Description
A mafic igneous rock from the top of Bowen's Reaction Series. Typically dark colored, although weathered specimens can appear quite light, or reddish.
Olivine is sometime present as phenocrysts but is not essential. And although this specimen does not show it, vesicular (cellular) varieties are quite common, and these grade completely into scoria.
Typical Minerals
Minerals too small to identify (except phenocrysts). Composition will be from the top of Bowen's Reaction series (i.e. mafic) and we would expect ca plagioclase, pyroxene, and perhaps some olivine. Note that these minerals are present in this specimen, just too small to see.
Tectonic Association
basalt is one of the most common igneous rocks found. It is the major constituent of the upper layer of the ocean floors (usually as pillow lava), and hot spot volcanoes (such as the Hawaiian islands). basalt commonly forms on the continents too, usually the result of hot spot activity. Here it may exist as intrusive dikes and sills, or extrusive cinder volcanoes and lava flows. In the western U.S. such occurances are common and usually quite visible since the volcanoes are relatively young. But basalt is also common in the east, if you can get through the vegetation to see it. In the east basalt shows up mostly as dikes, or more spectacularly in the 1000 foot thick Palasides sill, across the Hudson river from New York City.
Detail
Description
This closeup shows that minerals are too small to see, which is why it is an aphanitic rock.
Description
A mafic igneous rock from the top of Bowen's Reaction Series. Typically dark colored, although weathered specimens can appear quite light, or reddish.

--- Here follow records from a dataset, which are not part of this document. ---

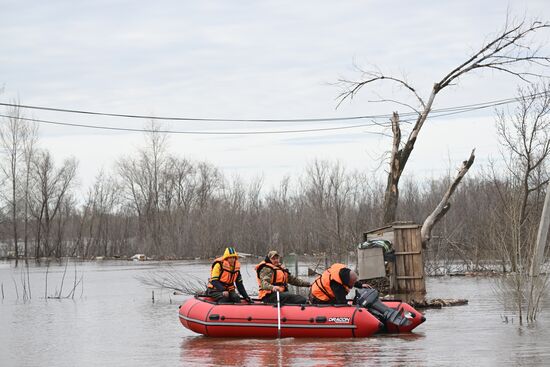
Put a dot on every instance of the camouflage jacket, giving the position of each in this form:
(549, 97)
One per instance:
(266, 274)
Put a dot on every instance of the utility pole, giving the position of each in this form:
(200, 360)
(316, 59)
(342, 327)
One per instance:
(542, 236)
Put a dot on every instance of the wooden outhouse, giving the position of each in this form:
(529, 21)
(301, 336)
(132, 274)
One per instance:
(406, 271)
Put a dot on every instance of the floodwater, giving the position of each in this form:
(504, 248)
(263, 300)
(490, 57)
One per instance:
(112, 321)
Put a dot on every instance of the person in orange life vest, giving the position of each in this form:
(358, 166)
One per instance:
(334, 285)
(273, 277)
(225, 274)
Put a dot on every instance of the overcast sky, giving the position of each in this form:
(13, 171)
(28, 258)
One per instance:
(251, 60)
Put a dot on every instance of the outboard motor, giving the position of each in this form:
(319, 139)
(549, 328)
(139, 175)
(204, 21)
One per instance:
(368, 298)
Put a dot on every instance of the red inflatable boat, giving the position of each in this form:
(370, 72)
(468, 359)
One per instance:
(202, 315)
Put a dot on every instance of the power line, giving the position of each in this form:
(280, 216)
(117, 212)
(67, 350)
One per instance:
(193, 132)
(320, 119)
(435, 114)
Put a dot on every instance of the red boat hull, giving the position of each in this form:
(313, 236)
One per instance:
(203, 316)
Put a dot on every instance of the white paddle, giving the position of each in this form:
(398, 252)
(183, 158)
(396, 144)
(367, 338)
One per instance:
(278, 316)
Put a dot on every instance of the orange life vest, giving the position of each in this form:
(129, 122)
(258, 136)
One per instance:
(228, 274)
(279, 278)
(321, 289)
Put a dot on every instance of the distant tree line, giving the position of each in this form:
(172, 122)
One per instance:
(168, 207)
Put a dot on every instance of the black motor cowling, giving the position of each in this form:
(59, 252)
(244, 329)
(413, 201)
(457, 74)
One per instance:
(368, 298)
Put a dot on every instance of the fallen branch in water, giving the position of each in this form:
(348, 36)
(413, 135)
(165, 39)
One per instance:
(174, 280)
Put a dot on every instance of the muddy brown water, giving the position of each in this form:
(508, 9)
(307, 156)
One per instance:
(112, 321)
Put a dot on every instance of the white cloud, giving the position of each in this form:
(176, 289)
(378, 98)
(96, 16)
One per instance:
(248, 59)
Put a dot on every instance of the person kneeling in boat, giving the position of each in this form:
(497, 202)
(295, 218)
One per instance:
(334, 284)
(225, 274)
(273, 277)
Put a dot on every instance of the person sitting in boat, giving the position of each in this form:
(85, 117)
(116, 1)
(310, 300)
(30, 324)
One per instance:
(334, 284)
(273, 277)
(225, 274)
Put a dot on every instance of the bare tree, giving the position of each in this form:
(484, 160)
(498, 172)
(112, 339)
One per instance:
(16, 136)
(510, 51)
(525, 137)
(51, 186)
(444, 205)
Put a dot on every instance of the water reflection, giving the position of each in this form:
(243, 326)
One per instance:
(375, 351)
(115, 323)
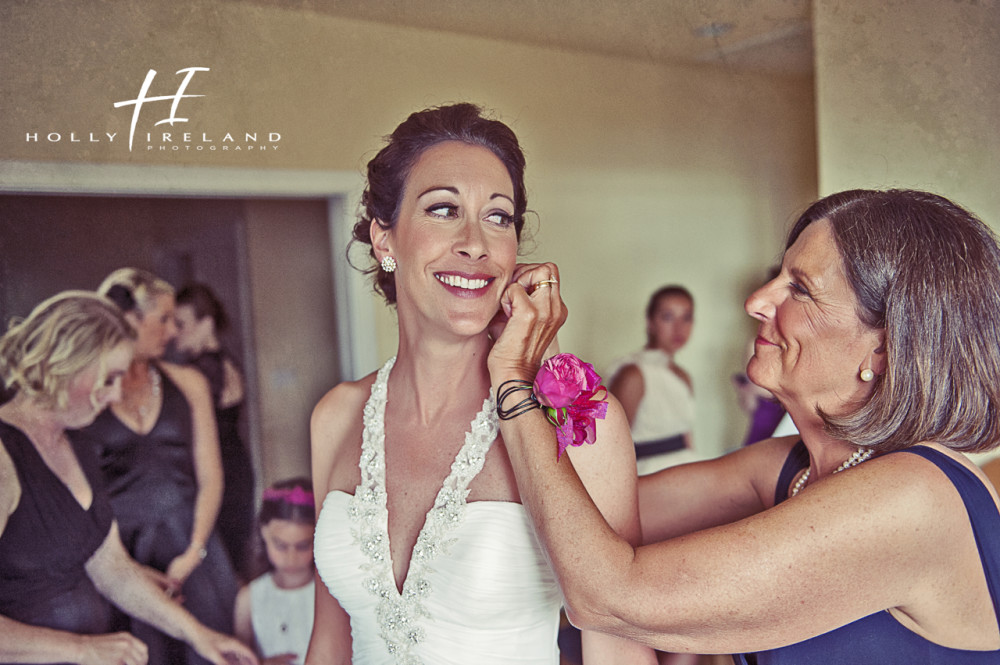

This vesicular or cellular specimen is full of holes produced when gas expanded as the lava was extruded to the surface. Vesicular varieties vary widely, and grade completely into scoria.
Tectonic Association
basalt is one of the most common igneous rocks found. It is the major constituent of the upper layer of the ocean floors (usually as pillow lava), and hot spot volcanoes (such as the Hawaiian islands). Vesicular varieties such as this one are typically terrestrial, forming either on volcanic islands or on the continents.
Description
A mafic igneous rock from the top of Bowen's Reaction Series. Typically dark colored, as is the aphanitic portion of this rock, although the large plagioclase phenocrysts give it a lighter appearance. The phenocrysts indicate this rock had a two stage cooling.
Tectonic Association
See original specimen for general tectonic associations.
The large phenocrysts in this specimen tell us it had a two stage cooling, having spent some time below the surface cooling slowly enough for the plagioclase crystals to form, and then being brought toward the surface for rapid cooling. But even the fine grained portion of this rock is more granular than the previous specimen, indicating it probably did not cool at the surface, but perhaps in a dike, sill or laccolith.